The family came across Air Medical Group, a repatriation company that promised to organize the whole operation. In reality, they weren't especially efficient. Ed's eldest sister, Alice, had to be in touch with them regularly, telling them what to do and making sure that they firmed up arrangements. AMG should have been able to organize a flight and ambulances but there were complications. "They failed to contact the hospital in Nottingham to tell them Max was coming," says Ed.

There were also a lot of complications because of the dodgy practices in the Thai Hospital. "The doctor was refusing to sign the release forms for ages and had to be paid-off," explained Ed. "In the end, the paramedic from AMG had to just go in and take Max away. Apparently the nurses were trying to stop them while asking for more money." Queen's Medical Centre in Nottingham assessed Max only to find he had been mistreated and neglected in Thailand; his feeding tube was way too big and deep, and he had some of the worst bed sores they had ever seen, even though the family had hired a private nurse to take care of him.

After spending six months in a coma in the Thai hospital, Max died within two weeks of returning to England.

There is no system currently in place in the UK to help families with the costs of repatriation, or medical expenses for unfortunate loved ones. Max's story also goes to show that there's not much of a non-financial support system in place, either.

"The British embassy were, in fact, at times a hindrance to the situation," says Ed. "They sent us an inaccurate bill from the hospital, on which the total cost for all the items [operations, etc.] didn't add up correctly, showing that they obviously hadn't checked it. None of the advice they provided helped us in any way, and all of the groundwork was carried out by the family."

Without gofundme, Max's family wouldn't have seen Max before he died. After the experience, Ed's views on insurance have strengthened. "I think insurance is essential, whatever amount of time you spend in a foreign country, especially if you're in a country like Thailand where the roads are so dodgy."

Evidently, young Brits ought to be a little more prepared when it comes to booking travel insurance. However, the problem of not having financial backing in case of an emergency does not lie solely with those who have taken a chance to save a bit of cash; some travel insurers have get-out clauses that render your policy completely void. If you hire a quad bike on the day and have an accident, for instance, some will refuse to pay out. Others will relinquish responsibility if you're found to have trace amounts of alcohol in your system after an accident.

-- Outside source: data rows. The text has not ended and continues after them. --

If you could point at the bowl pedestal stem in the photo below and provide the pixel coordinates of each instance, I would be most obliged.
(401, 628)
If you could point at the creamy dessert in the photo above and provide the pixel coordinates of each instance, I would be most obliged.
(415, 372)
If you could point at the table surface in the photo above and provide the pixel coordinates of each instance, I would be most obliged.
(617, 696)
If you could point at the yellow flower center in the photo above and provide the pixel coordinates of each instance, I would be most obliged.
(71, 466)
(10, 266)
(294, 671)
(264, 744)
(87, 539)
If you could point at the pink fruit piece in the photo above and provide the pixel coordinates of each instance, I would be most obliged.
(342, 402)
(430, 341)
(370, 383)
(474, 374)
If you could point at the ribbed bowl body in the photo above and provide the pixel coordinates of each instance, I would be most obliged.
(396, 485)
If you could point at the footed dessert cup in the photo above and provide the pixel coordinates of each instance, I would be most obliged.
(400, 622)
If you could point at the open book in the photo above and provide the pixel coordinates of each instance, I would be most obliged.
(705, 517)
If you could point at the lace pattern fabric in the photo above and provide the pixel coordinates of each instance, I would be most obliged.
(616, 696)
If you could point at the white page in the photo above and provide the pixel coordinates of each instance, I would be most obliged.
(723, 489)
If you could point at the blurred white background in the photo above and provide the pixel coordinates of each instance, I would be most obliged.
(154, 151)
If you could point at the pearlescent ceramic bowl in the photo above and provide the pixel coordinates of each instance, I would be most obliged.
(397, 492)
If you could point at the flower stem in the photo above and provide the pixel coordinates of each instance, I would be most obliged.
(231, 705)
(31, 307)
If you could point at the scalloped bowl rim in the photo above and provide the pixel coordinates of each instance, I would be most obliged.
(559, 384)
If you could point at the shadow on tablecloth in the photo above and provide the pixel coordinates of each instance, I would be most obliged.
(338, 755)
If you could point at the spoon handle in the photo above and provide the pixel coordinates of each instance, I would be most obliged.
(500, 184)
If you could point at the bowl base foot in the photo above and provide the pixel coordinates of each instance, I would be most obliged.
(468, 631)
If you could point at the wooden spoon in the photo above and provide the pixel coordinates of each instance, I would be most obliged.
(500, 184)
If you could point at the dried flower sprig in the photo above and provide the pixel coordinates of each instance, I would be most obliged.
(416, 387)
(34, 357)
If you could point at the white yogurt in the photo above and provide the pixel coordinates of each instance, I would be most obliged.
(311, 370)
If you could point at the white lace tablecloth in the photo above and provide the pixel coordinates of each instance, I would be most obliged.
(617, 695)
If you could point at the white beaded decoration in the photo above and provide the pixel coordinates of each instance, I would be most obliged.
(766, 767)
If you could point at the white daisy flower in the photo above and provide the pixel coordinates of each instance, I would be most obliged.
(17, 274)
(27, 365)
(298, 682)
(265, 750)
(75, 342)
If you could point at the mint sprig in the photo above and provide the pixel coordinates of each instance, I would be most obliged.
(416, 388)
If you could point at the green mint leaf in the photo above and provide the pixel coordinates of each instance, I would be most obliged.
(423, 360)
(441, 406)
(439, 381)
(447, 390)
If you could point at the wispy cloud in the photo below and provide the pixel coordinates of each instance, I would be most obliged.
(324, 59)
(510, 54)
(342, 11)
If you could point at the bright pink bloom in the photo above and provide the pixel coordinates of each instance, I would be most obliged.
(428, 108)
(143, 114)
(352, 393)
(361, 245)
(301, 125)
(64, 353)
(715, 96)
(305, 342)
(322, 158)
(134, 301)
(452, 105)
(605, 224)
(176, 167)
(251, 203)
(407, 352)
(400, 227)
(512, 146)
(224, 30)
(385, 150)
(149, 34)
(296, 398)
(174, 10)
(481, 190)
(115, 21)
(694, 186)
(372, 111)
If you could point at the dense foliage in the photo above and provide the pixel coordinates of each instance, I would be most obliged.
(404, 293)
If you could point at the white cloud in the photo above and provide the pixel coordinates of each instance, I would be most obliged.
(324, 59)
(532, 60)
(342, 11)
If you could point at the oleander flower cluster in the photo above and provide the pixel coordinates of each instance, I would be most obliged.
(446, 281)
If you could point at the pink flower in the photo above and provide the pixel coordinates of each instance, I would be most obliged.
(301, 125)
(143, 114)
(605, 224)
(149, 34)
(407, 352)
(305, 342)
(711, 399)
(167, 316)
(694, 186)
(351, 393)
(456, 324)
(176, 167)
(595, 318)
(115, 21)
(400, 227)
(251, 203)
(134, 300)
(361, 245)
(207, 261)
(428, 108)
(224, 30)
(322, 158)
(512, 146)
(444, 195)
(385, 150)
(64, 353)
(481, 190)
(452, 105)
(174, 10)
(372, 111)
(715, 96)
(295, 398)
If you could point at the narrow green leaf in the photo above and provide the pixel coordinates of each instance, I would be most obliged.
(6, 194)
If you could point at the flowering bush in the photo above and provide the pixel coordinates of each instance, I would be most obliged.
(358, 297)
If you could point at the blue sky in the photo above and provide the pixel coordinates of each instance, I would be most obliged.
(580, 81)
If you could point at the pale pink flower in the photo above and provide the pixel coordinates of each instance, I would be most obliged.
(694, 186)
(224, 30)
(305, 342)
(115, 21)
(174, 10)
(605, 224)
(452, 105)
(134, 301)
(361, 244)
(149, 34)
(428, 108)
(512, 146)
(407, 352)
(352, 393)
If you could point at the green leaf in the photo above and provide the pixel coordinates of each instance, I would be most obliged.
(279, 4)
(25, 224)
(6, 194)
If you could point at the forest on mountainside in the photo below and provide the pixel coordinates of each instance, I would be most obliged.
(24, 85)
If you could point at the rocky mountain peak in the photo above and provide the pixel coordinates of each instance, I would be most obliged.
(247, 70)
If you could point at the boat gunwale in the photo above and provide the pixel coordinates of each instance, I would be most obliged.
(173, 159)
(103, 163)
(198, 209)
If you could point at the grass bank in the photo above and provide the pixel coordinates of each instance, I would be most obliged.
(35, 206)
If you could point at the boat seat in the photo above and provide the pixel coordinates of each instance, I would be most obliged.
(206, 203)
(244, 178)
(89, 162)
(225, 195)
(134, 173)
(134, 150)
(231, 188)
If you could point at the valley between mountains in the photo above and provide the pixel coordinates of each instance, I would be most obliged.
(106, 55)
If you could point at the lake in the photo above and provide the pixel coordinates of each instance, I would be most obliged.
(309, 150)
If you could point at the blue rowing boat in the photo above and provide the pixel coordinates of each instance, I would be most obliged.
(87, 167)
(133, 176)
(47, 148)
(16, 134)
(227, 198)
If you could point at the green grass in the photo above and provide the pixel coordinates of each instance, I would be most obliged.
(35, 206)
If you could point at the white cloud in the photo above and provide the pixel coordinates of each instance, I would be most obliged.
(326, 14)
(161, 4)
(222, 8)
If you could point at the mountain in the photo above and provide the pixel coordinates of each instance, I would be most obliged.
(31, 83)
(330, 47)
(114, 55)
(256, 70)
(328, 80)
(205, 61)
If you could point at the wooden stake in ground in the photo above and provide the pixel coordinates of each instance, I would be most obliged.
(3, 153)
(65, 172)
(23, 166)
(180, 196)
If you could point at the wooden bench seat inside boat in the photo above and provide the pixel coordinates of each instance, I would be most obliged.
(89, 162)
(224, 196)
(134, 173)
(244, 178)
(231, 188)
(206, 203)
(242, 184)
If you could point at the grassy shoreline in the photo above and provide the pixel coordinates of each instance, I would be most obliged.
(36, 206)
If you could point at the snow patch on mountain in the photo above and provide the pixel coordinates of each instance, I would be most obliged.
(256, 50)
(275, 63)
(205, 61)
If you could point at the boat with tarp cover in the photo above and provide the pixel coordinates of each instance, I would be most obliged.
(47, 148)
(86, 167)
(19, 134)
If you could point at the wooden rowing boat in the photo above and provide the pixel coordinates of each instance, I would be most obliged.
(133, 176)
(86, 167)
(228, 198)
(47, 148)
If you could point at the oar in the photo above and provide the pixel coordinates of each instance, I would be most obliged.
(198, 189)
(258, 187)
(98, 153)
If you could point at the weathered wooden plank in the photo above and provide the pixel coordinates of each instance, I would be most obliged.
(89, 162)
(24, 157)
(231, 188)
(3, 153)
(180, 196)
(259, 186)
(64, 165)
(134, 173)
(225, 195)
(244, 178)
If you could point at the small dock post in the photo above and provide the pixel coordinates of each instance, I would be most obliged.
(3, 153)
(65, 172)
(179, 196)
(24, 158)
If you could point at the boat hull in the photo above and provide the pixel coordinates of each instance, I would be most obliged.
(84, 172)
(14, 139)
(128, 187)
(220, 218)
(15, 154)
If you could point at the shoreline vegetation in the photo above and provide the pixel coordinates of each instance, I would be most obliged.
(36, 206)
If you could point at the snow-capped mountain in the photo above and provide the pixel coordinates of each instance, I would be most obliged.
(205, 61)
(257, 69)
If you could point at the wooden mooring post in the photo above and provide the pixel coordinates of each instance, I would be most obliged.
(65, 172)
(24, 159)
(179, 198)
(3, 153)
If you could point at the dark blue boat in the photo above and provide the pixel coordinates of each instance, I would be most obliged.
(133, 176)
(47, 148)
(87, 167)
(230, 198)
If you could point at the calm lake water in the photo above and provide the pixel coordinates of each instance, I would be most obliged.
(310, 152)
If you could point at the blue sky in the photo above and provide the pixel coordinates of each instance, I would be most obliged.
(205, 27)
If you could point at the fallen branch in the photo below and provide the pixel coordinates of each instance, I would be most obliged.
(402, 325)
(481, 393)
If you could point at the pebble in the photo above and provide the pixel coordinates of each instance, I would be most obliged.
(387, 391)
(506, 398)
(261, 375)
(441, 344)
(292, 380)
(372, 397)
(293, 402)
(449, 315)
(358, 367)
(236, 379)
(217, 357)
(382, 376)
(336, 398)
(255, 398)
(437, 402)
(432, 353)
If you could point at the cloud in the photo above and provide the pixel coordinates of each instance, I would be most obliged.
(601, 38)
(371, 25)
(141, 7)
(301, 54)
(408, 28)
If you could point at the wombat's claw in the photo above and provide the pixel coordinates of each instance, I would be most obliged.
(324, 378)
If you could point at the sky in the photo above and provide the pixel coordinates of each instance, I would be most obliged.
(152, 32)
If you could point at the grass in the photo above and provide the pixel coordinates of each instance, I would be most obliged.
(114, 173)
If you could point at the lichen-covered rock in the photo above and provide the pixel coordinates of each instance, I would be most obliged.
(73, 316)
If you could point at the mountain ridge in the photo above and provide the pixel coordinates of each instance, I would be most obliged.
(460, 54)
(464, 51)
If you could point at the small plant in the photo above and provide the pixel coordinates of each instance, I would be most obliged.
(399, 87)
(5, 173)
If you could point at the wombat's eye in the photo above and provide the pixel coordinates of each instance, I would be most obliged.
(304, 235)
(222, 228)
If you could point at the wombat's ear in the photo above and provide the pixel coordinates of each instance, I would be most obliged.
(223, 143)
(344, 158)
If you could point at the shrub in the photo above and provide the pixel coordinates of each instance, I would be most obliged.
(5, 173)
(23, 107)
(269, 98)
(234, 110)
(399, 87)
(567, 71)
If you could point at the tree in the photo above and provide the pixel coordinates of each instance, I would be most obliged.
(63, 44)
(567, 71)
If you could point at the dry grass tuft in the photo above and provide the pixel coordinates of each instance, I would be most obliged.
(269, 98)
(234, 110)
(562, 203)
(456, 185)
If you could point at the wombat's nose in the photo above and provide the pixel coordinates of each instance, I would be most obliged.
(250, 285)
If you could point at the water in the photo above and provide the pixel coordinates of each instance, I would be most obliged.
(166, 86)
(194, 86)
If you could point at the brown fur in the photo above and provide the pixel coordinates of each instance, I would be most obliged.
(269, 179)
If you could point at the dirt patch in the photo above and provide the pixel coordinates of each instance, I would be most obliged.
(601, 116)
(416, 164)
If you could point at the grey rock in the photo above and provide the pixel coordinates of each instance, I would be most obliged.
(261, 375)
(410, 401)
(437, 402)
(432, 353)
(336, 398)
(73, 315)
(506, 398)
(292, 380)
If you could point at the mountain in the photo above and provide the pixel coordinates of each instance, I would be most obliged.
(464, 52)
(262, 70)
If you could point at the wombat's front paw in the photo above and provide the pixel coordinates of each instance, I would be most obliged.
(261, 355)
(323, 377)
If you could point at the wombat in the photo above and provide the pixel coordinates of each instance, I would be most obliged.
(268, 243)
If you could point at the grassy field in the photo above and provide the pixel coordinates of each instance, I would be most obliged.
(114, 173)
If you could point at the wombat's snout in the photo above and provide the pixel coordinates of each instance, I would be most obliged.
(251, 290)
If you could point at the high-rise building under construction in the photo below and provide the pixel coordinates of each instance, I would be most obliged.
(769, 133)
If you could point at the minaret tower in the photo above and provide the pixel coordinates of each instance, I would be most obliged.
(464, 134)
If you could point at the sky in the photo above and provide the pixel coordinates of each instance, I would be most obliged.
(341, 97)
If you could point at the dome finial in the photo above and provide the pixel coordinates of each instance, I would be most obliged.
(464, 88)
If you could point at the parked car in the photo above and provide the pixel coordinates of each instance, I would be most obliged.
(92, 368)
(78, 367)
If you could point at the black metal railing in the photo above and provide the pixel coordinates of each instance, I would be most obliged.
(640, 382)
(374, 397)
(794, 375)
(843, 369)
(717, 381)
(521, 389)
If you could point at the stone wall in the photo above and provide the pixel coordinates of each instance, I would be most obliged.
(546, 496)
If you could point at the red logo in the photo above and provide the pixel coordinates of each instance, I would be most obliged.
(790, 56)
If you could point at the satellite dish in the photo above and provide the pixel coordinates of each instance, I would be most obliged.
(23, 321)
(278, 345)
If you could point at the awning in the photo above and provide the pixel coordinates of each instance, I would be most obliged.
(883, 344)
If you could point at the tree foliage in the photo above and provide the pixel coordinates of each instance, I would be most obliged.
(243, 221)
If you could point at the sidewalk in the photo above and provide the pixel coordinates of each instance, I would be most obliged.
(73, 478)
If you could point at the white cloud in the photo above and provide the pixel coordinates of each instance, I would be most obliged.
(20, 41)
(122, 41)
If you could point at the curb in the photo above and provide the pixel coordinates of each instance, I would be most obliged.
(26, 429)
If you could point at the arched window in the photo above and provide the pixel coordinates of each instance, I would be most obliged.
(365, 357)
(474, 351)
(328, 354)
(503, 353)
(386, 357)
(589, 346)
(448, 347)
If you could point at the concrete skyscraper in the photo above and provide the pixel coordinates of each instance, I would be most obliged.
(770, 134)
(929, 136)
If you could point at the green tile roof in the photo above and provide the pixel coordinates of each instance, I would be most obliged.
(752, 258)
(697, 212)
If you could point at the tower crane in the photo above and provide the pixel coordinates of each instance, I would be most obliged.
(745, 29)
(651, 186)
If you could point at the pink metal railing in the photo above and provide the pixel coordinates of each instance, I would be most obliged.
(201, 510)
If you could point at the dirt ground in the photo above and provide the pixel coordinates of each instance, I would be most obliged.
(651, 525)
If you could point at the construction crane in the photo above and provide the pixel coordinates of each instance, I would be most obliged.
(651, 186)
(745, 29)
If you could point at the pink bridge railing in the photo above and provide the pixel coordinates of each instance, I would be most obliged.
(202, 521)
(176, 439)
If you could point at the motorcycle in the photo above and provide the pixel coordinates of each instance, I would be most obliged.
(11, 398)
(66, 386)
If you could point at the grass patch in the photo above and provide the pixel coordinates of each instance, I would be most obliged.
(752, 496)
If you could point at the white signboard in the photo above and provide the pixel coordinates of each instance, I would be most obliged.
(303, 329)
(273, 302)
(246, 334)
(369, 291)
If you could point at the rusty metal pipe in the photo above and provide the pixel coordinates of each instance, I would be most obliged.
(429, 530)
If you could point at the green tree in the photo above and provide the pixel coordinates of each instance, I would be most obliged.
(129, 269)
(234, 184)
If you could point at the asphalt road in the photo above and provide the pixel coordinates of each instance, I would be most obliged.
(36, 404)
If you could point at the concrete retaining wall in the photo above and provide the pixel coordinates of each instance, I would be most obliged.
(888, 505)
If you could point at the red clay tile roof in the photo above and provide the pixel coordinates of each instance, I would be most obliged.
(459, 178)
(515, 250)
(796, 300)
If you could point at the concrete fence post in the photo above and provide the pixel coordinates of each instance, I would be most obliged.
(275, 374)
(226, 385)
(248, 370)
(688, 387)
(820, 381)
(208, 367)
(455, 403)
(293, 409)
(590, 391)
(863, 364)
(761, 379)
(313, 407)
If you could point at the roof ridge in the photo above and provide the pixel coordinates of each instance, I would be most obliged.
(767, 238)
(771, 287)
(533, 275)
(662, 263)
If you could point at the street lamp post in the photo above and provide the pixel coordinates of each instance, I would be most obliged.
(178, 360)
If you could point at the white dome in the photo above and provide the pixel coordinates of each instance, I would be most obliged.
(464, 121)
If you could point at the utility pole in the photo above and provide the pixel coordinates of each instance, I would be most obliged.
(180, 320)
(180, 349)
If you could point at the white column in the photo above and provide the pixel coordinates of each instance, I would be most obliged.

As the British Insurance Brokers' Association website reads: "We believe that travelers will be surprised that there is such a variety of exclusions within policies, and they need to understand what level of alcohol could invalidate a claim and if excessive, it almost certainly will." But if you're British, you've been to Britain, or you've seen a Brit on holiday, you'll know how absurd it is for anyone to assume that a Brit won't be consuming an alcoholic beverage abroad.

So the message here is clear: read the small print on your insurance, and if you don't like it, shop around. As Max's family unfortunately discovered, there is no system currently in the UK to help families with the costs of repatriation or medical expenses for unfortunate loved-ones, and that's not looking likely to change.

In the meantime, help doesn't always need to be financial. "It would have been nice to have more support and to be given more information about local protocol, etc," said Ed. "We weren't left with much confidence in the British Embassy; they seemed to be reluctant to get involved in any way."